Overview[edit | edit source]

Nathan Schapiro was a Russian immigrant and a subject of the Federal Writers' Project.

Biography[edit | edit source]

Early Life in Russia[edit | edit source]

Nathan Schapiro was born on the Russian coast of the Baltic sea in the 1870s to a shoe cobbler. When he was 20, he was required to train in the Russian army. While he was in the army, Czar Nicholas II replaced Czar Alexander II. Nathan recalls civil warfare in Russia after Nicholas II became the Czar, starting with Nicholas II having the entire family of Alexander II beheaded.

Immigrating to the United States[edit | edit source]

When Schapiro was 25, he left the army and worked as a shoe cobbler for a year in Cozark, Russia, before immigrating to Bremen, Germany. He viewed immigrating to Germany as a steppingstone to immigrating to the United States, saying “I wanted to come to America when I was eighteen years old, yes, even before I had reached that age, but my parents did not have the money...I made up my mind that I would sail to America as soon as I could save enough money to get me across”.[1] After six months in Bremen, he had saved enough money to immigrate to Baltimore, where his cousin, Levine, had already moved. Because Schapiro already spoke German, he was able to take advantage of the already-established German immigrant community in Baltimore by securing a job working for a German cobbler.

Although immigration was at an all-time high, Schapiro said Levine was the only other Russian speaker he knew in Baltimore. Schapiro reuniting with his cousin after immigrating to the United States is an example of chain migration. It is assumed that the violent pogroms drove most of the emigration from Russia in the late nineteenth century, but a majority of immigrants reestablished connections in the United States through chain-migration.[2]

Peddling in the South[edit | edit source]

In Baltimore, Levine and Schapiro worked as peddlers, people who carry merchandise around town to sell on the street. Schapiro also worked as a shoe cobbler for a German-owned shop in Baltimore before he and Levine moved to Union, South Carolina where they worked as peddlers.

It was safer for a Jewish person to work as a peddler than a Black person in the antebellum South.[3] Although Schapiro relied on non-verbal communication since he didn’t speak English, farmers allowed him to sleep on their property while he travelled.

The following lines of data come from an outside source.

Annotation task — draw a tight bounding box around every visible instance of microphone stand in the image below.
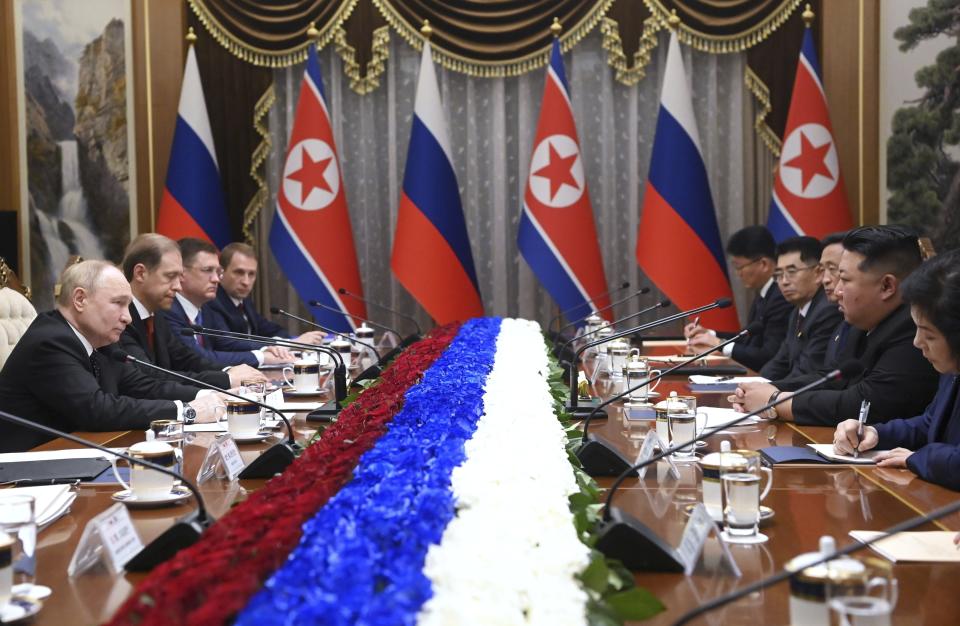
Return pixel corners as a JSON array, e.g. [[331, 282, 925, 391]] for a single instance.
[[0, 404, 213, 572], [180, 324, 347, 421], [112, 350, 300, 479], [594, 361, 863, 572], [576, 324, 759, 476], [337, 287, 423, 337], [566, 298, 731, 416]]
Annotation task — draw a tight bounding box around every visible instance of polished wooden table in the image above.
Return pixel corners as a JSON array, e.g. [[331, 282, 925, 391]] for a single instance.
[[9, 348, 960, 626]]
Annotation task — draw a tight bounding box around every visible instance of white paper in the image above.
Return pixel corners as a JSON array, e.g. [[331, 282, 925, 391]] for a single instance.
[[807, 443, 887, 465], [697, 406, 760, 428]]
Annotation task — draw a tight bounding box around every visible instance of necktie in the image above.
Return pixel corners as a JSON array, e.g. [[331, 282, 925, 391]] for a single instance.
[[193, 311, 207, 348], [90, 350, 100, 380], [143, 315, 157, 354]]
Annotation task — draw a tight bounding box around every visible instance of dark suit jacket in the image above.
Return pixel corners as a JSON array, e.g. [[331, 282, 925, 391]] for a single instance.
[[777, 304, 938, 426], [120, 304, 230, 389], [730, 281, 795, 372], [760, 288, 841, 384], [876, 375, 960, 490], [208, 285, 290, 338], [163, 300, 260, 367], [0, 311, 200, 452]]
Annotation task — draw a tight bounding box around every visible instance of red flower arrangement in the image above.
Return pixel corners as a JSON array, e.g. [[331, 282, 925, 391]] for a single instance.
[[110, 324, 460, 626]]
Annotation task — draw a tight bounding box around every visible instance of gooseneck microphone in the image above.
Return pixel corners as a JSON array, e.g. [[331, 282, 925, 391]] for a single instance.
[[595, 361, 863, 572], [674, 492, 960, 626], [337, 287, 423, 336], [0, 404, 213, 572], [576, 322, 763, 476], [180, 324, 347, 420], [110, 349, 300, 479], [270, 306, 380, 365], [547, 280, 632, 336], [567, 298, 732, 415]]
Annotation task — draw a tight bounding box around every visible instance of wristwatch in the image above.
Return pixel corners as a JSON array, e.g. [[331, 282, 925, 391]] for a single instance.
[[183, 404, 197, 426]]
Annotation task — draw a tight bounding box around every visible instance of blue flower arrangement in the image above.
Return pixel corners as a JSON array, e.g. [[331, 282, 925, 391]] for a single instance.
[[236, 318, 500, 626]]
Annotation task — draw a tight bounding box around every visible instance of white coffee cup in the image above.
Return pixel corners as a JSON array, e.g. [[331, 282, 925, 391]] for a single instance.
[[112, 441, 182, 499], [283, 359, 320, 393]]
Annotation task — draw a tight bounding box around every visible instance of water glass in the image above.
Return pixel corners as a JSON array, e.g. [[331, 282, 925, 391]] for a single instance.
[[720, 472, 760, 537], [0, 495, 37, 585]]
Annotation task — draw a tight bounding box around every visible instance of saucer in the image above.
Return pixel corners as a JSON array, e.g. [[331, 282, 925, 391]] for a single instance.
[[231, 431, 276, 443], [0, 596, 43, 624], [283, 387, 323, 396], [110, 485, 193, 509]]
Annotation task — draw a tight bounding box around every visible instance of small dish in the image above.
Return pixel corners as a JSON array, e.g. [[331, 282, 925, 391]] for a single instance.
[[110, 485, 193, 509]]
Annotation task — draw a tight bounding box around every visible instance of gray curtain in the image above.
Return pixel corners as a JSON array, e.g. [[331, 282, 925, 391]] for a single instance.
[[257, 32, 772, 332]]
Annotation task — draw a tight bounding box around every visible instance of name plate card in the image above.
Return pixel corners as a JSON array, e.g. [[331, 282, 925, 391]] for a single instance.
[[633, 428, 680, 480], [677, 502, 742, 578], [197, 433, 245, 483], [67, 503, 143, 577]]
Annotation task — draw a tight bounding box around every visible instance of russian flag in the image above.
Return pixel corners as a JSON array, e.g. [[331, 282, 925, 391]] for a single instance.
[[517, 39, 611, 320], [390, 42, 483, 324], [157, 44, 231, 248], [270, 46, 367, 332], [637, 33, 740, 330], [767, 27, 853, 241]]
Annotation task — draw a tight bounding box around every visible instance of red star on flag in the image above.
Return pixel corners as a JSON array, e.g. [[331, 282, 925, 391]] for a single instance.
[[287, 148, 333, 204], [533, 143, 580, 200], [783, 131, 833, 191]]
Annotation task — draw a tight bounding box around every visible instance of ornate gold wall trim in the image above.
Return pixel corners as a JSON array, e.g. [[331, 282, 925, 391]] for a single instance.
[[333, 26, 390, 96], [743, 65, 783, 159], [600, 16, 661, 87], [371, 0, 616, 78], [187, 0, 360, 67], [643, 0, 802, 54], [243, 83, 277, 245]]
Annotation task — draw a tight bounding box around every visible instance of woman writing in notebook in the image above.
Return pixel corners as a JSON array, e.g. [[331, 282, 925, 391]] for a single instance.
[[833, 250, 960, 488]]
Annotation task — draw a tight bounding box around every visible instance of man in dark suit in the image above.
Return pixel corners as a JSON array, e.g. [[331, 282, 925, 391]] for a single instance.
[[730, 226, 937, 426], [683, 226, 792, 371], [760, 237, 841, 384], [0, 261, 222, 452], [120, 233, 266, 389], [209, 243, 324, 345], [164, 238, 294, 367]]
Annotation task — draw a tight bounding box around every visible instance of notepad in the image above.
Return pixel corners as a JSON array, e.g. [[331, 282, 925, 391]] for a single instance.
[[850, 530, 960, 563]]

Schapiro was able to integrate himself into Southern society and travel alone without the fear of being lynched or attacked for his race.

Later Life[edit | edit source]

Schapiro worked in Union, South Carolina until he moved back to Baltimore around 1910. He bought a store that grew to be worth $50,000 before the Great Depression hit in 1929.[1] Although he lost his business and ended his life with little money, he said he is glad that he left Russia because his three children have more opportunities in the United States. After the Depression, he moved back to Union, South Carolina where he managed a shop.

Historical Context[edit | edit source]

Pogroms in Russia[edit | edit source]

After the killing of Alexander II in 1881, violence erupted in Russia in the form of pogroms, which are “attacks, accompanied by destruction, looting of property, murder, and rape, perpetrated by one section of the population against another”. [4] Pogroms in the nineteenth and twentieth centuries were attacks against the Jewish population in Russia. Although Nicholas II had Alexander II killed, there were rumors that Jewish people had been the real assassins of Alexander II.[4] Jewish villages were attacked based on this rumor, which drove emigration from Russia in the late nineteenth and early twentieth century.

Russian emigration[edit | edit source]

500,000 Russian immigrants came to the United States between 1891 and 1900.[5] About half of these Russian immigrants were Jewish.[5] A driving force in migration was the violence Jewish people faced in Russia. A necessary factor of migration of Jews to the United States was the possibility of connecting with a family member or friend who had already migrated. This is called chain migration.

Immigration to Baltimore[edit | edit source]

The city of Bremen had a strong trade relationship with Baltimore, and by the 1870s, “some 25 percent of Baltimoreans were either German-born or had German parents, and the city opened German-English public schools”.[6] Immigrants created communities based on a common culture, language, and social history.

References[edit | edit source]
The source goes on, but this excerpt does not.